The male shows only the behaviour of genital inspection of the female. The refusal, done by the female and/or the male, may take place while courting. This passage is characterized by an agonistic behaviour and by a specific motor pattern, that is a jump. Finally, the copulation occurs by leaping, very common in the family of the Cercopithecids.

The females take care of their own progeny and in the meantime collaborate in parental care of all the young of the group (allomothering); conversely, they are very aggressive towards the females of other groups.
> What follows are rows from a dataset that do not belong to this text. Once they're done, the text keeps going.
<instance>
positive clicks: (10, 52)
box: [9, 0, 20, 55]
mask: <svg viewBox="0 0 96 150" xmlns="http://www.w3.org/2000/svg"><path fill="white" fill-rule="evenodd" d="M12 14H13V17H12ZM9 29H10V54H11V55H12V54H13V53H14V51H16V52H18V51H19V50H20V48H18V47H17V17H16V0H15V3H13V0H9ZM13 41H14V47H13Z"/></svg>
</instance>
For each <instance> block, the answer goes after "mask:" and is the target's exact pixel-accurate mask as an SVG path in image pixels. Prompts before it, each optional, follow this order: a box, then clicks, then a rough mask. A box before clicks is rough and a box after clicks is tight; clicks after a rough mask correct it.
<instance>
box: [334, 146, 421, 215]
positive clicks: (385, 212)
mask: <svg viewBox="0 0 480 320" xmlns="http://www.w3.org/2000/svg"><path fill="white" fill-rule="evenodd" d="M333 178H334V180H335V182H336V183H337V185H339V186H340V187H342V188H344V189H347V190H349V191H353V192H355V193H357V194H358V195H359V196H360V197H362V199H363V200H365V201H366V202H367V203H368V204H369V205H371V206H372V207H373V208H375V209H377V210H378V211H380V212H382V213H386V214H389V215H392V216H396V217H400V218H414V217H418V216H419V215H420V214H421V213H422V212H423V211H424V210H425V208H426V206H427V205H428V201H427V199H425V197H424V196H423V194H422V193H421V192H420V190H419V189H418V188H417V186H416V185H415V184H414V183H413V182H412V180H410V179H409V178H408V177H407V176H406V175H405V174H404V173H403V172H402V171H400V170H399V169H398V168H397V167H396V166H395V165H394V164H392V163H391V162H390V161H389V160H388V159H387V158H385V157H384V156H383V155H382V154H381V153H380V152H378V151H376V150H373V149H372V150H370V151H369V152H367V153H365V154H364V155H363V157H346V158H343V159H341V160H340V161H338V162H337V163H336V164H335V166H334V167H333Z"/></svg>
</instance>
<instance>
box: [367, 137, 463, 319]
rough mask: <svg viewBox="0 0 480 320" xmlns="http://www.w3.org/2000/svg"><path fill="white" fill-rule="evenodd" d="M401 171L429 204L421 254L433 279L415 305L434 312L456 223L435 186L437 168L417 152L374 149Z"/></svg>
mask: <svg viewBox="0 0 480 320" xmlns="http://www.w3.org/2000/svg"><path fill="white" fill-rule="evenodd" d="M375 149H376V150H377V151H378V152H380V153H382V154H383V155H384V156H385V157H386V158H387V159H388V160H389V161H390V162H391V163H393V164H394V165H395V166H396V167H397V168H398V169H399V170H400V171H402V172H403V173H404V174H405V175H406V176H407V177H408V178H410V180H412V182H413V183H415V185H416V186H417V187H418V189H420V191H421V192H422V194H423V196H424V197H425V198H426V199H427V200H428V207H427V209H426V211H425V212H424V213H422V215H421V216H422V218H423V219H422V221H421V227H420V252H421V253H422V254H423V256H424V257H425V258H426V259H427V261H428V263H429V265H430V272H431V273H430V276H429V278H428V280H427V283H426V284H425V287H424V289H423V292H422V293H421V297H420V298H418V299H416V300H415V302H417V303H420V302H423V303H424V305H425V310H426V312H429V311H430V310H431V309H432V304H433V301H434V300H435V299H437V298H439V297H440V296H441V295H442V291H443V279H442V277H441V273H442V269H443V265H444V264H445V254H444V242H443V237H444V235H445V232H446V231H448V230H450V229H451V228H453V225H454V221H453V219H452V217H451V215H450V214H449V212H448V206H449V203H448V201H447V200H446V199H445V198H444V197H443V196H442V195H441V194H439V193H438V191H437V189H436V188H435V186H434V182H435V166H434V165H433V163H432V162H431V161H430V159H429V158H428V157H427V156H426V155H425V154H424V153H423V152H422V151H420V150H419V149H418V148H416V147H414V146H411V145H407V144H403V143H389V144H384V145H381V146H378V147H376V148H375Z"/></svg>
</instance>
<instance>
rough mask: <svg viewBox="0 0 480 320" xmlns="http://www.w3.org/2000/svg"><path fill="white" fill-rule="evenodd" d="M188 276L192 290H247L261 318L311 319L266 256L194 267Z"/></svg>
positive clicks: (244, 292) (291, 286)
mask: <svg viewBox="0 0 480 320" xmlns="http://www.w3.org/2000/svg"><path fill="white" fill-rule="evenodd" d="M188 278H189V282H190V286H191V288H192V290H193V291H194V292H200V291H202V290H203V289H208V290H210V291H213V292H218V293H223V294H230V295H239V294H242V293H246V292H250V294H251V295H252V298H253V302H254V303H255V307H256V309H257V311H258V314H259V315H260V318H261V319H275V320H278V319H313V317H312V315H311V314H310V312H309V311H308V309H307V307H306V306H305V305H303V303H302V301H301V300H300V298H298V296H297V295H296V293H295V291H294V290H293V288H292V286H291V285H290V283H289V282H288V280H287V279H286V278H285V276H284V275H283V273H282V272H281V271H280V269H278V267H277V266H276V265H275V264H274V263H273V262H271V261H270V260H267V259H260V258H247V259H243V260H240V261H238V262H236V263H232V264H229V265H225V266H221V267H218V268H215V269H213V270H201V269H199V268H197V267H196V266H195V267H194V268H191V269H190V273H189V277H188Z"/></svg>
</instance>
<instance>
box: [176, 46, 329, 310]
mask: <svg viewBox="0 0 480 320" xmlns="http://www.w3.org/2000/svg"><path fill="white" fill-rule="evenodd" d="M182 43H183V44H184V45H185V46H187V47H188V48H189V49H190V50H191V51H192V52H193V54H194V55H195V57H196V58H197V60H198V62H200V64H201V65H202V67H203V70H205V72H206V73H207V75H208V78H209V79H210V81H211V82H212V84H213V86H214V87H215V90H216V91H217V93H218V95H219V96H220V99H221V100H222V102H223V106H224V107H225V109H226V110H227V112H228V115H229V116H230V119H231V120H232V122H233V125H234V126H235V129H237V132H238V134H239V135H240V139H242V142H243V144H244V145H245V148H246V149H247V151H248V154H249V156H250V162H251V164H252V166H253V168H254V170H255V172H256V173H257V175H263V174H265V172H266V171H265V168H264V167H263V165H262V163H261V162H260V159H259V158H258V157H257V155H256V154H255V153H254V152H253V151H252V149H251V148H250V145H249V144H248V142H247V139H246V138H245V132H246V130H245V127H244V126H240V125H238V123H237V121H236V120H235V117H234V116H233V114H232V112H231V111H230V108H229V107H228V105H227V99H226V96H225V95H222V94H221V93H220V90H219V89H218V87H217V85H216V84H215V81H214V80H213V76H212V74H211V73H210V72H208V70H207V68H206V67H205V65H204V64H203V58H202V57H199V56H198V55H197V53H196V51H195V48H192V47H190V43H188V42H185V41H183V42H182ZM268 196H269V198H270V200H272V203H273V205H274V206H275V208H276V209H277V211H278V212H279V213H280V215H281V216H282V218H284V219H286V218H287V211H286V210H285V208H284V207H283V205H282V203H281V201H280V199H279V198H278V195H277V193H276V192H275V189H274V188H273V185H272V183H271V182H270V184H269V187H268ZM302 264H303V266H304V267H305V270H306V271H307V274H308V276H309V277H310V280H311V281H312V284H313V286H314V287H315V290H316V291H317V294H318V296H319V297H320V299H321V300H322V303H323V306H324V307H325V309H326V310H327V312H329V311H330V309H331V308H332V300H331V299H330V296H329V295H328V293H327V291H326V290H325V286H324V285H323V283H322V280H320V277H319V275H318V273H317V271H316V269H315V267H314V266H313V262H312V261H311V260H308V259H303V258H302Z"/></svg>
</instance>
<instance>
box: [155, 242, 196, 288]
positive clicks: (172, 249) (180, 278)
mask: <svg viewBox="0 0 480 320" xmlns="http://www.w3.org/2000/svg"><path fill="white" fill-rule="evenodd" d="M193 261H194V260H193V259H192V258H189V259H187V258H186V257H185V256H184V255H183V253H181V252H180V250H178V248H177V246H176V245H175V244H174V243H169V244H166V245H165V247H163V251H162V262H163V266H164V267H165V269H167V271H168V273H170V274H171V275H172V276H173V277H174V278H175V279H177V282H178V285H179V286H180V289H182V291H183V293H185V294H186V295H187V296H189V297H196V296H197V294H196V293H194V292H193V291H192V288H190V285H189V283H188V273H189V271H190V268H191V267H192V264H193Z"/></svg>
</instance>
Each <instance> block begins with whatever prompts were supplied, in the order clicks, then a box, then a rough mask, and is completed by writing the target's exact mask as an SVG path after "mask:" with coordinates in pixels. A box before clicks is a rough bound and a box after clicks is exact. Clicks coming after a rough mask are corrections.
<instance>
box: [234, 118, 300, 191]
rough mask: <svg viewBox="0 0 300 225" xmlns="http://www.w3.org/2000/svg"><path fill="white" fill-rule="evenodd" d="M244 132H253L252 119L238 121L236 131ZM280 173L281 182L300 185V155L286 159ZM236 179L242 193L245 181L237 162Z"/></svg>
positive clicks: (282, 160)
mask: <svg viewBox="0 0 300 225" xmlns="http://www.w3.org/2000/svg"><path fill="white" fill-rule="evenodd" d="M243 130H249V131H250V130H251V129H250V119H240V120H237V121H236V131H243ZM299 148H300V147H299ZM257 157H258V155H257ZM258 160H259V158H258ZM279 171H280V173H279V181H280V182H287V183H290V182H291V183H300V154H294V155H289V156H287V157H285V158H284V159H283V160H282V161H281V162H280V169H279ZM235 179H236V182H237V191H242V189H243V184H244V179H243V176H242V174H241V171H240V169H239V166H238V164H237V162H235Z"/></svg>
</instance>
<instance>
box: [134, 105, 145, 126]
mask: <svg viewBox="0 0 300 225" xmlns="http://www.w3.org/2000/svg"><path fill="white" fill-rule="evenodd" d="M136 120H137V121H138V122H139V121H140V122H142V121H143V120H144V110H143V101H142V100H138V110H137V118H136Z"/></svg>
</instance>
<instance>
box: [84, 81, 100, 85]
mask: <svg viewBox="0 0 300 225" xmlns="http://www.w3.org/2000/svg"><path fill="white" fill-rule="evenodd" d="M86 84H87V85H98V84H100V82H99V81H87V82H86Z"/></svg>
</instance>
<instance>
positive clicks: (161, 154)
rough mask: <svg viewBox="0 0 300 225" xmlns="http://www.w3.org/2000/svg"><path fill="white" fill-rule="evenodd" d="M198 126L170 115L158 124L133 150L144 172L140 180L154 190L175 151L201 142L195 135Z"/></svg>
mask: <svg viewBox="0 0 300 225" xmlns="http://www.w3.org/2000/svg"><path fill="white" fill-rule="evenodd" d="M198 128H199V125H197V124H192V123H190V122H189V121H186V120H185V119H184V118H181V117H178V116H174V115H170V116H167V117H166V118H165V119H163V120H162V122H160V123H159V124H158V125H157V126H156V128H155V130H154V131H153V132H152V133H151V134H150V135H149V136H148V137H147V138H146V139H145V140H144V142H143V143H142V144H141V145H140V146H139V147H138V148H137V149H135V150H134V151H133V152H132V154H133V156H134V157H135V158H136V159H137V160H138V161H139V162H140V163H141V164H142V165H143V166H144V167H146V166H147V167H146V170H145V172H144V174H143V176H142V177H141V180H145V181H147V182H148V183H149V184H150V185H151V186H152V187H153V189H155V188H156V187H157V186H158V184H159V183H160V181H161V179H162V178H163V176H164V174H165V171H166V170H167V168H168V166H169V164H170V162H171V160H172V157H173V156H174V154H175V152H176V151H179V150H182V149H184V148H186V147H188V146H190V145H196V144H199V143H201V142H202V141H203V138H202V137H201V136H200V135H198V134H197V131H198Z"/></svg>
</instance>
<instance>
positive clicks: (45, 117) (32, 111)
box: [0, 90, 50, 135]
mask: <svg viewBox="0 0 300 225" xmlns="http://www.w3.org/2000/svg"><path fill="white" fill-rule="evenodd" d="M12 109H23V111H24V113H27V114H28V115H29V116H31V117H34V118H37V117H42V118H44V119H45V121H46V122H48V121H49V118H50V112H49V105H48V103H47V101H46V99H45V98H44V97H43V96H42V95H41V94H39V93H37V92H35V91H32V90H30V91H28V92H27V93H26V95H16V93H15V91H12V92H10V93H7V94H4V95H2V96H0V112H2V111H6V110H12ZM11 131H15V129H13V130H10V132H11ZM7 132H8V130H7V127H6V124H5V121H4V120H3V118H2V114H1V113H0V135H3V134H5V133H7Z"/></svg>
The yellow orange colouration of the babies renders them more visible and therefore guarantees a better control and protection by the adult females.

Trachypithecus auratus

A young. The East Javan langur has robust hands with long fingers for a good grip in the branches, but the thumb, decidedly small © Giuseppe Mazza


The Trachypithecus auratus uses visual, tactile and vocal stimuli for communicating with the other individuals. The alarm vocalizations, which sound like “ghek-ghok-ghek-ghok”, serve to alert the group about the dangers.

The hair cleaning (“grooming”) is utilized for reinforcing social relations. The aggressions manifest themselves with physical interactions and by means of visual and acoustic signals in order to establish the social rank.


Trachypithecus kohlbruggei (Sody, 1931), Trachypithecus maurus (Horsfield, 1823), Trachypithecus pyrrhus (Horsfield, 1928), Trachypithecus sondaicus (Robinson & Kloss, 1919) Trachypithecus stresemanni (Pocock, 1934).